26. Майя и Морок
Бесы, подселённые в людей, визжали и выли от боли на все лады. Их жуткие, душераздирающие вопли был слышны даже в траверзе — в глубоком узком рве, соединяющим Ведьмин яр с широким окружным рвом и прорытом перпендикулярно крепостному валу специально для отхода защитников форта вглубь территории. Услышав человеческую речь в нечеловеческом, зверином вое, Майя и Жива, шедшие по траверзу, внезапно остановились и замерли.
— Что это? — испуганно спросила Майя, оглядываясь по сторонам.
— Не знаю, — ответила Жива.
— Кто это так кричит?
— Говорю тебе, не знаю.
— Какой ужас! — встревожилась Майя.
— Я такого ни разу ещё не слышала, — серьёзно ответила Жива. — Как будто бесы в кого-то вселились! — предположила Майя.

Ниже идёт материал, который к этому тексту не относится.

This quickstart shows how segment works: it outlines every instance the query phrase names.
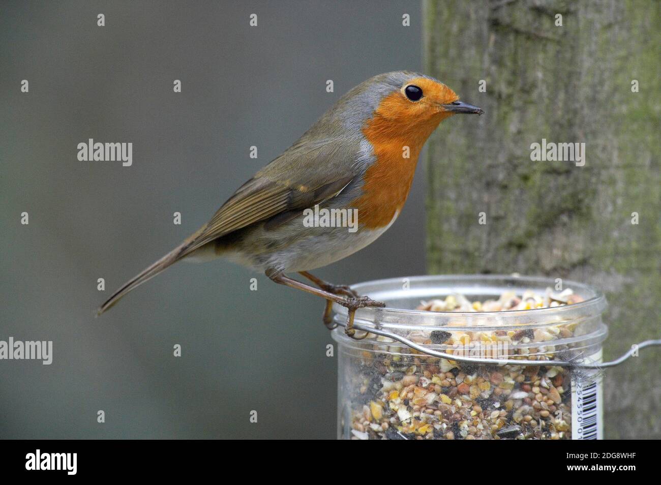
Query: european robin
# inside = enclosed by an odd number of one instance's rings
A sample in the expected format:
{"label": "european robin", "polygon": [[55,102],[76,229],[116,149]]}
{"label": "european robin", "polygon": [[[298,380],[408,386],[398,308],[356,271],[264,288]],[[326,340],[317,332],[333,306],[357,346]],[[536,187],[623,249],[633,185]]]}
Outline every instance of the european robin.
{"label": "european robin", "polygon": [[[368,79],[239,187],[209,222],[115,291],[98,313],[179,260],[223,256],[326,299],[329,327],[332,302],[346,307],[345,331],[354,336],[356,309],[384,304],[308,272],[364,248],[390,227],[408,195],[422,145],[438,124],[457,113],[483,112],[429,76],[404,71]],[[321,219],[306,219],[313,209]],[[325,213],[354,215],[356,223],[348,229],[321,223]],[[317,287],[286,275],[292,272]]]}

— А экзорцист их изгоняет, — добавила Жива.
Странно, но визг и вопли тут же прекратились, словно бесы, почуяв, что их раскрыли, решили больше себя звериным воем не выдавать.

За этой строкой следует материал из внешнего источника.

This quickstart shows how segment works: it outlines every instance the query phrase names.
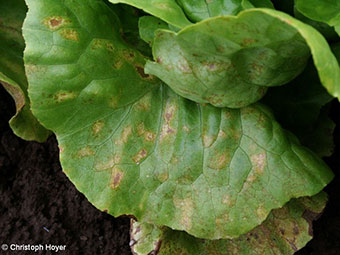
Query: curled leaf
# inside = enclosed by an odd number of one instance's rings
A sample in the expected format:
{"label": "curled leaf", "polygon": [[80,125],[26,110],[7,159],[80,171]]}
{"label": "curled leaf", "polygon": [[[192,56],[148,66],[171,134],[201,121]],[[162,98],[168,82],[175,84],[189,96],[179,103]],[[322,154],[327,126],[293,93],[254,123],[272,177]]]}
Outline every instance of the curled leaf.
{"label": "curled leaf", "polygon": [[[233,240],[202,240],[184,232],[134,222],[132,250],[136,255],[292,255],[312,239],[312,221],[320,215],[326,201],[325,193],[293,199],[273,210],[260,226]],[[138,238],[134,239],[136,232]]]}
{"label": "curled leaf", "polygon": [[327,23],[340,34],[340,2],[337,0],[295,0],[295,7],[304,16]]}
{"label": "curled leaf", "polygon": [[145,72],[198,103],[239,108],[261,99],[267,87],[288,83],[310,56],[328,92],[340,95],[340,69],[323,36],[291,16],[250,9],[187,26],[159,30],[155,62]]}
{"label": "curled leaf", "polygon": [[181,7],[173,0],[109,0],[112,3],[124,3],[142,9],[175,27],[183,28],[192,24]]}
{"label": "curled leaf", "polygon": [[32,115],[27,96],[21,34],[26,11],[24,0],[0,0],[0,83],[15,101],[16,114],[9,121],[13,132],[22,139],[43,142],[50,132]]}
{"label": "curled leaf", "polygon": [[237,237],[332,179],[264,106],[197,105],[145,74],[102,1],[27,3],[33,112],[56,133],[64,172],[99,209]]}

Неожиданно перед ними возникла преграда. Глубокий ров, по которому они шли, был засыпан впереди грунтом. Поднявшись наверх, они обнаружили, что это был своего рода мостик через ров. По насыпи пролегала грунтовая дорога — главная внутренняя дорога крепости, Бастионный шлях, зажатый в этом месте с двух сторон защитными валами и чем-то напоминавший собой длинный узкий коридор с высокими пятиметровыми стенами.
— Это место называется Перекрёстная лощина, — пояснила Жива.

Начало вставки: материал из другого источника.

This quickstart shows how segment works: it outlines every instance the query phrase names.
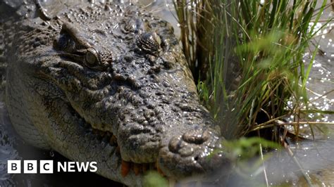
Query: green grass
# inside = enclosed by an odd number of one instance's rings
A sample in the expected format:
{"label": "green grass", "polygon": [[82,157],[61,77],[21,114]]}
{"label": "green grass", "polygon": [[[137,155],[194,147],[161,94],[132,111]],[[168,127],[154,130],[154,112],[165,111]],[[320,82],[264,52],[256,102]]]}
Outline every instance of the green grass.
{"label": "green grass", "polygon": [[223,136],[238,138],[261,129],[256,134],[278,141],[282,125],[276,124],[291,115],[298,134],[302,113],[310,111],[302,106],[307,106],[306,83],[317,50],[307,65],[303,55],[330,7],[324,0],[316,9],[316,1],[174,2],[199,96]]}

— Что-то мне здесь не очень хорошо, — поморщила Майя носик.
Она почувствовала мгновенную слабость в ногах и резкую головную боль, словно голову её зажали в тиски. Ей почудилось, будто со дна траверза, который продолжался дальше за насыпью, поднималась какая-то негативная чёрная энергия, которая отбивала всякую охоту спускаться вниз.
— В этом месте всегда так, — подтвердила Жива.
У неё также появилось неприятное чувство "стискивающего шлема", словно кто-то костяными пальцами немилосердно сдавливал ей виски.
— Однажды я даже упала здесь в обморок, — призналась она.
— В обморок? — испуганно переспросила Майя.
— Ну да, потеряла сознание. Хочешь, покажу, где?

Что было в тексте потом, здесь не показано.